Cameron Set to Face Six Rivals in UK Election’s Major TV Debate

cameron-campaign
Reuters/Leon Neal

(Reuters) – Prime Minister David Cameron will face off against six political rivals on Thursday in the first and only full TV debate of Britain’s election campaign, hoping the format will allow him to cast himself as a statesman against squabbling pretenders.

The contest comes before an unusually close national election on May 7 in which neither Cameron’s Conservatives nor Ed Miliband’s Labour Party have a clear lead, leaving the stewardship of Britain’s $2.8 trillion (2 trillion pounds) economy in the balance.

The debate, to be held in a former pie factory near the northern city of Manchester, puts leaders of traditionally fringe parties like the anti-EU UK Independence Party (UKIP) and the left-wing Green Party on an equal footing with the Conservatives and Labour, who have dominated British politics for decades.

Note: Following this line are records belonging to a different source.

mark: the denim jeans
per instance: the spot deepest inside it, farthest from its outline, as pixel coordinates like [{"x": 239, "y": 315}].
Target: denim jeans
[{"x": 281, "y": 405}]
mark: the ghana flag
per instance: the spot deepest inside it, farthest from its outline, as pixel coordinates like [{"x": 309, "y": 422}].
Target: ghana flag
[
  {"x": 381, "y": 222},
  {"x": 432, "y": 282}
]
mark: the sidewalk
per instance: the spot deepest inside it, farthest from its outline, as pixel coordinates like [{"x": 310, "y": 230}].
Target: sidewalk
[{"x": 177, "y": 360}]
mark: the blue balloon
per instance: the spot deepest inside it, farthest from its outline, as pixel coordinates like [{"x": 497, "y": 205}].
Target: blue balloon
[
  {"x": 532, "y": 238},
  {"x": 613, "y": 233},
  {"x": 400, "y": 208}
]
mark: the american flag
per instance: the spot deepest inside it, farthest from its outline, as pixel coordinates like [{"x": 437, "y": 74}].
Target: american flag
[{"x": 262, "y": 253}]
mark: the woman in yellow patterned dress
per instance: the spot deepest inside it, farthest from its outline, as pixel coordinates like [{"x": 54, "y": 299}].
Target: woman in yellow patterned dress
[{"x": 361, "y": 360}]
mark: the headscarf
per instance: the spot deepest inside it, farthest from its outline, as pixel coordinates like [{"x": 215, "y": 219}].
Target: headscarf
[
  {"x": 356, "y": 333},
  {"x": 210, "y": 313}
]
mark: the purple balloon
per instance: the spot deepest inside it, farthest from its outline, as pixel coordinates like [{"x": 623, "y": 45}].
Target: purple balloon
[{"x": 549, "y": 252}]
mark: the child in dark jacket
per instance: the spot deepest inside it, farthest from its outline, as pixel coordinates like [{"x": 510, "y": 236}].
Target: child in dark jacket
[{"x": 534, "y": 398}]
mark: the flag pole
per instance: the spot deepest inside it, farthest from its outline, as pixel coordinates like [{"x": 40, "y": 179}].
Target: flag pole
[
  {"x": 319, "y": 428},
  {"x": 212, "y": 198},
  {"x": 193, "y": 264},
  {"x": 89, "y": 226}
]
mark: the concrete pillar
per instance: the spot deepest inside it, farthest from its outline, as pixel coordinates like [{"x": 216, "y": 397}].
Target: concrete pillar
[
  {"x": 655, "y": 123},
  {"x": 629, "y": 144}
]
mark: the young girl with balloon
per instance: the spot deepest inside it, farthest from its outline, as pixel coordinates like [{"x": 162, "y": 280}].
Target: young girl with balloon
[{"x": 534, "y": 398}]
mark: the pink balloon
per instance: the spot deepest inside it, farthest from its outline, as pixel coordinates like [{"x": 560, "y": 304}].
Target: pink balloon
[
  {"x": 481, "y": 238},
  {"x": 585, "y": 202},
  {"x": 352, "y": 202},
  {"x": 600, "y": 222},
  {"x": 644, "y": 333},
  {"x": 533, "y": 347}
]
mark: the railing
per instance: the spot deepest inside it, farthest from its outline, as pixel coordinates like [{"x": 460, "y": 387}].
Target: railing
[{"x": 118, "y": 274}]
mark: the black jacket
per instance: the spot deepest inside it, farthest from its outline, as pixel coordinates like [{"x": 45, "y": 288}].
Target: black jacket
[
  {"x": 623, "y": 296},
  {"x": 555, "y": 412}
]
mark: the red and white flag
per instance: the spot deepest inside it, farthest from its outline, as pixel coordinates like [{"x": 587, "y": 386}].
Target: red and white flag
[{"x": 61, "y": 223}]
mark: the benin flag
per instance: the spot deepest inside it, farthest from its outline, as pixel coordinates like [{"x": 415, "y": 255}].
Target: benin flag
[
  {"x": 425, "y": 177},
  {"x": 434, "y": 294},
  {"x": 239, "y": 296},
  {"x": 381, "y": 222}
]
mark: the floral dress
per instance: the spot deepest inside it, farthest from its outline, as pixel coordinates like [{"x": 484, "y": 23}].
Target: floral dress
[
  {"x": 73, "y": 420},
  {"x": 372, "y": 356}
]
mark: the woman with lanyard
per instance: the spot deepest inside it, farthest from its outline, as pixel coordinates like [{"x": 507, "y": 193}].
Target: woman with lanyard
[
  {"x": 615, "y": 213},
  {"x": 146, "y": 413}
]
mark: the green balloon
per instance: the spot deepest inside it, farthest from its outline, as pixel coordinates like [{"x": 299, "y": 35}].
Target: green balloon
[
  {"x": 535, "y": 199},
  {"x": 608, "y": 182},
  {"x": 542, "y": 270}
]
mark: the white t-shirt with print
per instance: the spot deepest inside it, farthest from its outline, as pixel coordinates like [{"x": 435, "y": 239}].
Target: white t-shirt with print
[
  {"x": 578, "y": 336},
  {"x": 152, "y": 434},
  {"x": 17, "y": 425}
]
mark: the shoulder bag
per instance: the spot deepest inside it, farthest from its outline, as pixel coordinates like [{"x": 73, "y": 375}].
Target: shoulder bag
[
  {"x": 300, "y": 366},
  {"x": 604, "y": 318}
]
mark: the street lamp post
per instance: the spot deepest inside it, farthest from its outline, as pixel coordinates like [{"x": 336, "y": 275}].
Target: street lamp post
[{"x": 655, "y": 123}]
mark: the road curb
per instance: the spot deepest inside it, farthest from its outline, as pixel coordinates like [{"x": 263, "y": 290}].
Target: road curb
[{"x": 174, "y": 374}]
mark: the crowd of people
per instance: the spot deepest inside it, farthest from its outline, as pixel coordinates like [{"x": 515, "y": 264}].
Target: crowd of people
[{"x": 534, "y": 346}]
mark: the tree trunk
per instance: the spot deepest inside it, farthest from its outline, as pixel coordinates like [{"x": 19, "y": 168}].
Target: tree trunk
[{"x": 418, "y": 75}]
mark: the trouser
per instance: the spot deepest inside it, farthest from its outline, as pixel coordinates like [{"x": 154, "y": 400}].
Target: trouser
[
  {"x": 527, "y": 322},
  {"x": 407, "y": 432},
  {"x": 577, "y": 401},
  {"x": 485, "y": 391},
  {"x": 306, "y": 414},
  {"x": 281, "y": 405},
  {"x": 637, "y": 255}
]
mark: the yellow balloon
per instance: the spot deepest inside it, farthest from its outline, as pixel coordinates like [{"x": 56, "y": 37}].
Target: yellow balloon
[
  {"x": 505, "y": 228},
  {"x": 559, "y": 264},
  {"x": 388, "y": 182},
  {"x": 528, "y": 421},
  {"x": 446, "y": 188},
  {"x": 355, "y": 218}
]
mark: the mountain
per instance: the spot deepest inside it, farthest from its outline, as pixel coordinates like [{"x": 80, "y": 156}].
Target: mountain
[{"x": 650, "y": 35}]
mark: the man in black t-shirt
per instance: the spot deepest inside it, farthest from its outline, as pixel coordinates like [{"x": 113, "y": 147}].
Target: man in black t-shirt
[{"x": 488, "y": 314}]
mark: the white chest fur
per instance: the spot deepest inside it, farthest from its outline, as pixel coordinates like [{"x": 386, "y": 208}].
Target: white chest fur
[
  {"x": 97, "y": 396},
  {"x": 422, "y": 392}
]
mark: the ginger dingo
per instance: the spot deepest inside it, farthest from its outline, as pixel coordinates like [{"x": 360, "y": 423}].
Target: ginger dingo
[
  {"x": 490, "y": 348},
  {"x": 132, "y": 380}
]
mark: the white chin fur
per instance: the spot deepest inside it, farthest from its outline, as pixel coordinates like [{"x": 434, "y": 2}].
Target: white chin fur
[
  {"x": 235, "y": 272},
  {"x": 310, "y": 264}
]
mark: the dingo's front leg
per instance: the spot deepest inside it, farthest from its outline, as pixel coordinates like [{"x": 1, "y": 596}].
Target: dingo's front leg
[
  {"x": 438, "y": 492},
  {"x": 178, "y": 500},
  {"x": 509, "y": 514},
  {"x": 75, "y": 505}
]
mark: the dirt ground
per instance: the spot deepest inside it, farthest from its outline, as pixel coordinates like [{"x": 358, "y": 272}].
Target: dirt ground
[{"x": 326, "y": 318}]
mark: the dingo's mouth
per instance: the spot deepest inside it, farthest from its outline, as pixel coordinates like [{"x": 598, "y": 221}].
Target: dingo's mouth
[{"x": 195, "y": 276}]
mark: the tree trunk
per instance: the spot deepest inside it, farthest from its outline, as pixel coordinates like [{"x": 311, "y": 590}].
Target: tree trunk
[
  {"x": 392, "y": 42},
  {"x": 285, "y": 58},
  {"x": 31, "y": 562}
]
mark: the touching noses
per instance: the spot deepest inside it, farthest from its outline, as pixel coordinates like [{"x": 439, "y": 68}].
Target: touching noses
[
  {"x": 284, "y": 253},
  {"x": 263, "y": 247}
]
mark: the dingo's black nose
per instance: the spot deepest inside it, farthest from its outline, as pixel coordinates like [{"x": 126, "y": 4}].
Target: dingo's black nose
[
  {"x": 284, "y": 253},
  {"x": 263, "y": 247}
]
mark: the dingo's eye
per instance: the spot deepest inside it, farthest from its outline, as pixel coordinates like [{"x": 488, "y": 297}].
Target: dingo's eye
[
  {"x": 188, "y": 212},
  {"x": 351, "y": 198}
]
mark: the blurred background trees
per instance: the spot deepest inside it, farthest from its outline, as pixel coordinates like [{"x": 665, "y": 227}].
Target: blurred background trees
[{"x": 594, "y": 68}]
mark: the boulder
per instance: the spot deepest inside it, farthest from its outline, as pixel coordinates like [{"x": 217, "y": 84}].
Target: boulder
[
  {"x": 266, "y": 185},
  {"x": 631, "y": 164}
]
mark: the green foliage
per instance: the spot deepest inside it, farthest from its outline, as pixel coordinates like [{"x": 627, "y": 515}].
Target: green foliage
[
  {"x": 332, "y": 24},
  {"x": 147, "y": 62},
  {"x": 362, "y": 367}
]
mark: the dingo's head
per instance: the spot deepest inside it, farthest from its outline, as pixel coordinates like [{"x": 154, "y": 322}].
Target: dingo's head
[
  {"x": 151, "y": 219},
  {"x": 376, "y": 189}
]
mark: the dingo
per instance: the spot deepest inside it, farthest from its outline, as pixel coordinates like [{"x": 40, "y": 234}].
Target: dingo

Leaders of nationalist parties from Scotland and Wales and Nick Clegg, the leader of the Liberal Democrats, the junior party in the country’s coalition, complete the lineup for the event, which starts at 8:00 p.m.

Cameron, whose personal ratings are higher than those of his rivals, carries bitter memories of the first televised election debates in 2010. Over the course of three such debates, strong performances by Clegg helped deprive the Conservatives of an outright victory.